In this homework, you will use your own data set to conduct a statistical analysis of your own choice. Make sure to meet the following criteria:
Organ donation remains a serious medical concern since there is a general acute shortage of organ donors, and people in need of a new organ often remain on waiting lists for long periods of times before a suitable donated organ can be found. Blood type is an important factor when it comes to organ transplants. Blood type AB, for example, is known as a universal recipient, since they can accept donor organs from all other blood types, though AB donors are limited to AB recipients only. Conversely, blood type O is considered a universal donor since it lacks the antigens of the other types – organs from Type-O can be accepted by someone with any blood type, but Type-O recipients can only accept from Type-O donors. Therefore, one can reasonably assume that people with Type O blood types will have the longest wait times on the liver transplant list, regardless of final disposition. Likewise, we might expect type AB to have the shortest wait times on the liver transplant list. The exponential regression model allows censorship
This dataset is part of the survival package, and describes subjects on a liver transplant waiting list from 1990-1999. There are 815 observations, and 6 variables: age at addition to the waiting list, sex, blood type, year they entered the waiting list, time from entering to waiting list, and final dispoisition. The options for disposition are: received a transplant, died while waiting, withdrew from the list, or are still waiting (censored).

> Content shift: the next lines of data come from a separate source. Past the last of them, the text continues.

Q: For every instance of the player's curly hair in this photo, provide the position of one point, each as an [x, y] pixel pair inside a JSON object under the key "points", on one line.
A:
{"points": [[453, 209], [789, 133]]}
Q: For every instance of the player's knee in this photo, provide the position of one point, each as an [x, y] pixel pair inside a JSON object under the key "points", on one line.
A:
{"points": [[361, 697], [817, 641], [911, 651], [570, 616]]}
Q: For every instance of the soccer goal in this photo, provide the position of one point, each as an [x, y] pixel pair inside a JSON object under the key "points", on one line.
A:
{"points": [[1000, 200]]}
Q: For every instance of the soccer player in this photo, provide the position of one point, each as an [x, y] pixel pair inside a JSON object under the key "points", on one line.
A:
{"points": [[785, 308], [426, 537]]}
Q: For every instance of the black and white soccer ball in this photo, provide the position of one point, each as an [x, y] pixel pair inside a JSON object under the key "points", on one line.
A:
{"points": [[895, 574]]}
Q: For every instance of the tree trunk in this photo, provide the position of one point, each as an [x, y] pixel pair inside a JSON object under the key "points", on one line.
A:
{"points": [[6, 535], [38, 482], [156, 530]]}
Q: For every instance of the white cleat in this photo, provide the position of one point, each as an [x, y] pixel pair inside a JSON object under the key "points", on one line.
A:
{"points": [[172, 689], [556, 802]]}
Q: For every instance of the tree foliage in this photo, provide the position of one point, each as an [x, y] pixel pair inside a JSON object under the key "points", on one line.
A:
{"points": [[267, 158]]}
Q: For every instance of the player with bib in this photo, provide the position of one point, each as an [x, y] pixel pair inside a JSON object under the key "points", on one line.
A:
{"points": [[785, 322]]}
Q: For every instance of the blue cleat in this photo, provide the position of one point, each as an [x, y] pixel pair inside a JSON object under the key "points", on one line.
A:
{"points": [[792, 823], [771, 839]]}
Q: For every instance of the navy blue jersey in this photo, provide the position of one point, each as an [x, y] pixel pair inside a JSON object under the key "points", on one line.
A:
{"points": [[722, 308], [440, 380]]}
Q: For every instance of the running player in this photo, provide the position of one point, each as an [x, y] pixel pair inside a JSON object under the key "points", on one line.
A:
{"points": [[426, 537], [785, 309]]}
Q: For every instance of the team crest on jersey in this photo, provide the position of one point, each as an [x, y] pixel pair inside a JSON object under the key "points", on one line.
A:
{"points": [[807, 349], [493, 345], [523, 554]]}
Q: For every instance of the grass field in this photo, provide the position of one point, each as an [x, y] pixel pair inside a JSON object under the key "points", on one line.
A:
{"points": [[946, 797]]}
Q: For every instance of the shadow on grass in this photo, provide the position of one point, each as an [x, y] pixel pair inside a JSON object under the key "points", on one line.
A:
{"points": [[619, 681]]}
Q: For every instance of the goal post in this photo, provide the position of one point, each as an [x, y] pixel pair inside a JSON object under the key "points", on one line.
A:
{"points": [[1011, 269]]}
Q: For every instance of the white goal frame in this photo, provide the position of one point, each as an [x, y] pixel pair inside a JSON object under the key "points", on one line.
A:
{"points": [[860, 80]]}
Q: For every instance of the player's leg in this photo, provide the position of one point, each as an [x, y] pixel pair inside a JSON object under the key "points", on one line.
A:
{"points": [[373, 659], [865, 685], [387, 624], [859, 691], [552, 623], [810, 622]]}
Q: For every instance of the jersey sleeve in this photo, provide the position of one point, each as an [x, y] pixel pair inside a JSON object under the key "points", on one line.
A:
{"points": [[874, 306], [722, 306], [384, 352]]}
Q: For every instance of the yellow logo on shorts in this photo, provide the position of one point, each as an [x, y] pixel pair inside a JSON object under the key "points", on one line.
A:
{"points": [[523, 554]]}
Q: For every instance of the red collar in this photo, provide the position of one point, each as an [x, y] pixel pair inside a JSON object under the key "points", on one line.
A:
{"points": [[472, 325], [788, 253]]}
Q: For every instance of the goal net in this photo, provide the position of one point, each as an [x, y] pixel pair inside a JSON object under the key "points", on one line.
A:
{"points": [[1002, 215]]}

The exponential regression model allows for censorship. In this model, the dependent variable is the number of days spent on the organ transplant waiting list, represented by futime. The variable event represents the final disposition of the patient, which has 4 categories including censored. Ultimately, we are interested in wait time regardless of outcome, so the died while waiting, withdrew from list, or received transplant can serve as a “no longer waiting” category, while still waiting refers to those in the ‘censored’ variable.
library(dplyr)
## Warning: package 'dplyr' was built under R version 3.4.4
library(Zelig)
library(ZeligChoice)
library(faraway)
library(survival)
data(transplant)
tibble::glimpse(transplant)
## Observations: 815
## Variables: 6
## $ age <dbl> 47, 55, 52, 40, 70, 66, 41, 55, 50, 61, 58, 61, 38, 37,...
## $ sex <fct> m, m, m, f, m, f, f, m, m, m, m, m, f, m, f, m, m, f, f...
## $ abo <fct> B, A, B, O, O, O, A, O, A, A, A, A, O, O, B, B, O, A, A...
## $ year <dbl> 1994, 1991, 1996, 1995, 1996, 1996, 1998, 1998, 1990, 1...
## $ futime <dbl> 1197, 28, 85, 231, 1271, 58, 392, 30, 12, 139, 9, 451, ...
## $ event <fct> death, ltx, ltx, ltx, censored, ltx, ltx, ltx, ltx, ltx...
str(transplant)
## 'data.frame': 815 obs. of 6 variables:
## $ age : num 47 55 52 40 70 66 41 55 50 61 ...
## $ sex : Factor w/ 2 levels "m","f": 1 1 1 2 1 2 2 1 1 1 ...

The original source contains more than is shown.